Zuma assured the group that he, too, was monitoring the situation and was ready to take the necessary steps once Parliament has concluded its investigation and decided on the right way forward.
“In the midst of the challenges facing the public broadcaster,” said Zuma, “there is still a sizable group of journalists within the institution who undertake their daily work with diligence and integrity.”
The president commended those journalists and editors who did their best to keep South Africans reliably informed, often under difficult professional conditions.
The annual Nat Nakasa award ceremony, given in honour of the late journalist, took place on the same evening. The awards, which honour courageous journalism, are a tribute to the gutsy 1960s activist who fought against the regime of the time for press freedom and a wider platform for black voices.
In 1964 Nakasa went into exile to study journalism at Harvard under a Niemann Fellowship, and died by his own hand at the age of 28.
“The Nat Nakasa award reminds us that we don’t just need a free media,” commented Zuma. “We want and need a quality media.
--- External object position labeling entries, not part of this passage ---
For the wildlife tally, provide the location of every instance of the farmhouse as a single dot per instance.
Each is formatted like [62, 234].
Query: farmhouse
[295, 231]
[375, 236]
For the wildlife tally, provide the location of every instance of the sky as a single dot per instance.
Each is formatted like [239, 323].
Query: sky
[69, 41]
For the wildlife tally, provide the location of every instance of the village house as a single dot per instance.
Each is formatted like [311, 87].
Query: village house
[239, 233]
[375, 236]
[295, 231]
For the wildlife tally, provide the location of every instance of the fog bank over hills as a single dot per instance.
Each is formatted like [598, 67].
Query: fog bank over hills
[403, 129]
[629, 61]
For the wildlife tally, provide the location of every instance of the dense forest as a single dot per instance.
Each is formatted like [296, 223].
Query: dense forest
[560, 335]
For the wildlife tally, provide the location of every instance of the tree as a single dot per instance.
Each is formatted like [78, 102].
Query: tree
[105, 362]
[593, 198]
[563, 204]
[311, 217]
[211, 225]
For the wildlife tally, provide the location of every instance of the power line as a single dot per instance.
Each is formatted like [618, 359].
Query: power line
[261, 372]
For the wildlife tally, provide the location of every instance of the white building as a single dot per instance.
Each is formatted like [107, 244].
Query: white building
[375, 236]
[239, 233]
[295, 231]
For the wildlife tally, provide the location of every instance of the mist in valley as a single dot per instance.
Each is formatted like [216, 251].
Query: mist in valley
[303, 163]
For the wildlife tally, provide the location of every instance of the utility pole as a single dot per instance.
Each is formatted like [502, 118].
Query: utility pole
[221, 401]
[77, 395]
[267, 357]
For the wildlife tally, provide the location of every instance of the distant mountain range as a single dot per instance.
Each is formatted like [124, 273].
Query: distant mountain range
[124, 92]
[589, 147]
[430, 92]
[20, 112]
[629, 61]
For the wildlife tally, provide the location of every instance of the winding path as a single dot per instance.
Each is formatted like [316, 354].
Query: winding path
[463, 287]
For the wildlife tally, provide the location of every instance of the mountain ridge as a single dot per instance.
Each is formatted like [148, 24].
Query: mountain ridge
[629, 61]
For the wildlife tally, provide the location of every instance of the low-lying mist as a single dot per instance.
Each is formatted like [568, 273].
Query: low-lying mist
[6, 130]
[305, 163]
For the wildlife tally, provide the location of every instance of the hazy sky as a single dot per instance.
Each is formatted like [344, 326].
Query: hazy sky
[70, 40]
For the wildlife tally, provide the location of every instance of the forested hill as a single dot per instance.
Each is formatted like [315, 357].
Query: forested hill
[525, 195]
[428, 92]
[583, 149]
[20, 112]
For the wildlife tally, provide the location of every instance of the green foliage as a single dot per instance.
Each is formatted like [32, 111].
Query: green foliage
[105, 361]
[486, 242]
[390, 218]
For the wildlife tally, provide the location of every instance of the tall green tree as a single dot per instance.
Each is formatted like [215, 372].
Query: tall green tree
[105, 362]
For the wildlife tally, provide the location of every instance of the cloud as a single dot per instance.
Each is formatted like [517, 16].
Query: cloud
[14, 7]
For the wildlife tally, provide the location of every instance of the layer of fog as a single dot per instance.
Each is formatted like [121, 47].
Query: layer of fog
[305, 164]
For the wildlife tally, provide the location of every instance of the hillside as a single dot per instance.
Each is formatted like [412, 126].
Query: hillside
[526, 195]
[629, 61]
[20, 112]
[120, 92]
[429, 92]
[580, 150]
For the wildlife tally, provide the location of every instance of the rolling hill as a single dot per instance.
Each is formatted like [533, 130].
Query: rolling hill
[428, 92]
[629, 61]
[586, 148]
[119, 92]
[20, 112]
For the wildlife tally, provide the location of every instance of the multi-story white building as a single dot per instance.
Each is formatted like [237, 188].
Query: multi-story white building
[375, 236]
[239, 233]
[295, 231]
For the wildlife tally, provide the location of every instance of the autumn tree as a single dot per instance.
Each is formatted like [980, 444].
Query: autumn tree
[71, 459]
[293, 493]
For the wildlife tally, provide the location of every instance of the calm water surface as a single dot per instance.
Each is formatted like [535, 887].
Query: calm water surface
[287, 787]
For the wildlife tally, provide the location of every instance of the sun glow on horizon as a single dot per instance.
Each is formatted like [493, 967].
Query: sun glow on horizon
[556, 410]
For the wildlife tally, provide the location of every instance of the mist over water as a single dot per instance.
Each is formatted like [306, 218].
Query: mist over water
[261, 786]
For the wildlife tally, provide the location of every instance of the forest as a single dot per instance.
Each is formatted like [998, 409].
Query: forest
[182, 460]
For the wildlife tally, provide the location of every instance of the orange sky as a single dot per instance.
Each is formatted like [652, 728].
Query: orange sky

As a country we need journalists who are dedicated to their craft and to their audience.”
The 2009 Nakasa award was bestowed on South African-born photographer Greg Marinovich, a filmmaker, Pulitzer Prize winner and member of the Bang Bang Club. Marinovich has worked in conflict situations in South Africa, Afghanistan, Bosnia, Chechnya, Rwanda, Uganda, Sierra Leone, Israel, Palestine and others. He is the former picture editor of the Sunday Times, and now works as a freelancer.
Another prestigious award was awarded on the night. The Sanef-Wrottesley award is awarded to a journalist who shows outstanding dedication in working towards Sanef’s goals. The winner is chosen by his or her peers. Former City Press and Sunday Times editor Mathatha Tsedu, now head of media giant Media24’s journalism academy, walked off with the award for 2009.
Fighting against prejudice
Sanef arose out of a 1996 meeting of the Black Editors’ Forum and the Conference of Editors. The two groups merged to form the non-profit, non-racial organisation that now works to overcome various forms of prejudice in the industry and uphold the principles of ethical journalism and freedom of the press. It was launched on 19 October 1996, Press Freedom Day.
“We have at last arrived at the creation of a united forum of editors,” said then-president Thabo Mbeki on that occasion, “and therefore, in practical terms, put down another foundation stone on which we will build the non-racial edifice which we all wish to see.”
Today Sanef comprises senior journalists, editors and trainers from all over the country and from all media genres, working together for a free South African press.